12/31/12-New Years Eve Day
Ate a decent breakfast, but hardly anything for lunch. A lot of stomach bloating which was making me feel nauseous. I had a low grade fever. My skin is so sensitive to the tape. When the tape was removed, I was getting cuts from it. It was a hard day overall, but I felt better at bedtime than during the day. Got really emotional at bedtime. So many great things in 2012 to be thankful for, as well as plenty of unhappy memories that will become less focused on. 2013 is offering me a one time only fresh start(Only $19.99 + S&H). I am going to do as good a job with my second chance at life as I can. Spend time with my family, Rocks, better long distance communication, trusting my wonderful support system, and allowing them full access into my life. I think it will take a long time to adjust to my new lifestyle, but I am prepared to handle whatever else comes my way. Hit me with your best shot 2013!
So I have arrived at Columbia University, I’m finally where I need to be to get proper treatments. I am currently in advanced heart failure, with a life expectancy of less than a year if nothing is done to correct it. Being blood type O+, and being ginormous, are basically the 2 worst things you can have when needing a heart transplant. They expect I would be waiting on the transplant list for 2+ years. I am currently on 2 strong heart medications via an IV drip through my neck with tubes directly into my heart to deliver the medicine. This treatment has made me feel sooooo much better since being on it, I almost feel like my old self again. I can finally walk without being out of breath, I have my appetite back, and I can spend a full day without being nauseous. These medications, however, are only a temporary solution, as they may work for anywhere from a week to 2 years, they really don’t know.
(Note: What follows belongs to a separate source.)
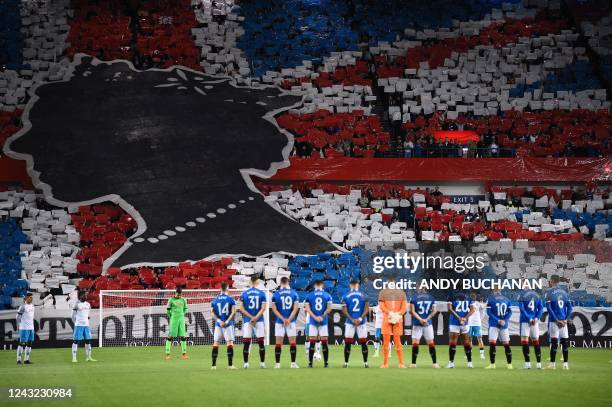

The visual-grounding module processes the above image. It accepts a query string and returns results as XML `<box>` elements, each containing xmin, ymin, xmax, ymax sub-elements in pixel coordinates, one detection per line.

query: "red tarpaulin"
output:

So the doctors’ new plan is to put in a left ventricular assist device (LVAD). An LVAD is basically a pump placed in my stomach, with tubes that are directed to the heart to take over the pumping action of the left ventricle of the heart. The left ventricle is the part of the heart responsible for pumping blood to the body; this device will relieve my heart of that stress and completely take over for it. The pump needs constant power to operate, so a wire is fed through my stomach, where it exits the skin (think the plugs in the skin in the Matrix). I will need to wear a small monitor with battery packs all the time to supply power to this pump. The LVAD implantation is a 4+ hour open heart surgery, with a multiple week in-patient post op recovery time in the hospital. The LVAD should provide me with a better quality of life until a potential donor heart becomes available.
Although I am very scared to undergo such a major surgery, I am thankful that I currently feel better, and am building my strength prior to reduce any risk. I am ready and prepared to do whatever is necessary to get me feeling better, because that is all I want. Things are never this simple when it comes to me though…. Again, insurance is refusing to pay for the LVAD, delaying the surgery. We are working with the hospital to try and get them to cover it, we have also begun the MedicAid application, which will ultimately cover all my needs. Right now, all we can do is sit
and wait for the insurance company and hope I can get the LVAD put in soon.
Today is Christmas, and all I ask for this year is a second chance. I would like to give a big thank you to everyone who has visited this site and shared it with others. I am so lucky to have such amazing people in my life, and I feel so great knowing I have your support. Just feeling the compassion from everyone gives me the strength to overcome any obstacle. I am positive that 2013 will be a great year filled with health and happiness.